4) Le cycle vicieux du chaos
Dans nombre de cas le chaos enfante le chaos, le désordre donne lui-même. Comment peut-on appeler à une insurrection dans un pays où les idées peuvent sauver le peuple, où le verdict des urnes peut être respecté ? Le chaos de la Somalie continue encore, la révolution au Yémen a conduit à un autre chaos après un répit, la rébellion syrienne a conduit ce pays dans l’anarchie.
Comment peut-on songer à libérer la Guinée de ses maux en suggérant ce qui pourrait conduire à l’instabilité politique et puis macroéconomique ? Que ceux qui appellent à l’insurrection se détrompent. Qu’ils viennent voir la misère des Guinéens pour comprendre que le surcroît de mal serait un crime.

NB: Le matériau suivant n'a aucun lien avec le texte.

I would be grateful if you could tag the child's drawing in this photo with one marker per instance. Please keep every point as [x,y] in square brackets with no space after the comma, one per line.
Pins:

Pourquoi ont-ils perdu le sens de la compassion ? Pourquoi ne veulent-ils pas suggérer des idées qui puissent êtres dignes d’admiration ? Pourquoi ont-ils perdu le sens de la bravoure ? La plume de l’intellectuel n’est-elle pas plus sacrée que le sang des guerriers ? N’est-ce pas un honneur que de mourir pour ses idées quand elles peuvent conduire au salut populaire, à la paix , que de mourir pour celles qui déciment des vies et détruisent des espoirs ?
J’ai grandi aux côtés des réfugiés libériens et sierra léonais, j’ai connu l’agression rebelle de Guékédou en 2000, je ne peux pas supporter l’anarchie. Je ne peux pas soutenir la rébellion quand je sais qu’on a failli égorger mes parents sous mes yeux et des gens moururent pour que les miens aient la vie sauve.
Je ne supporte pas les choix du Président Alpha Condé dans leur complétude. Je vois ses limites, je critique ses choix, mais je refuse l’idée qu’il doit être chassé du pouvoir comme un voyou, il mérite mieux pour avoir eu une la confiance des Guinéens. Si les Guinéens ne veulent plus de lui, du fait de ses mauvaises performances, ils peuvent le punir dans les urnes et il s’en ira. Mais je refuse qu’on appelle à la rue, que l’on fasse de mes compatriotes de la chaire à canon. J’ai toujours soutenu l’idée que seules les idées peuvent sauver un peuple du mal-développement. La bestialité, la force et la violence peuvent quelque chose, mais pas toujours tout. Les idées ont plus de force que les forces musculaires et la force de proposition est plus honorable que le chaos.
Les intellectuels, penseurs, politiciens, citoyens sectaires et passionnés de violence, vous n’avez aucune idée à proposer aux Guinéens sauf l’insurrection populaire ? Si, oui, vous vivez dans les ténèbres, sortez-y, lisez et cogitez, vous comprendrez que le développement de la Guinée est possible et seulement pas les idées, les bonnes.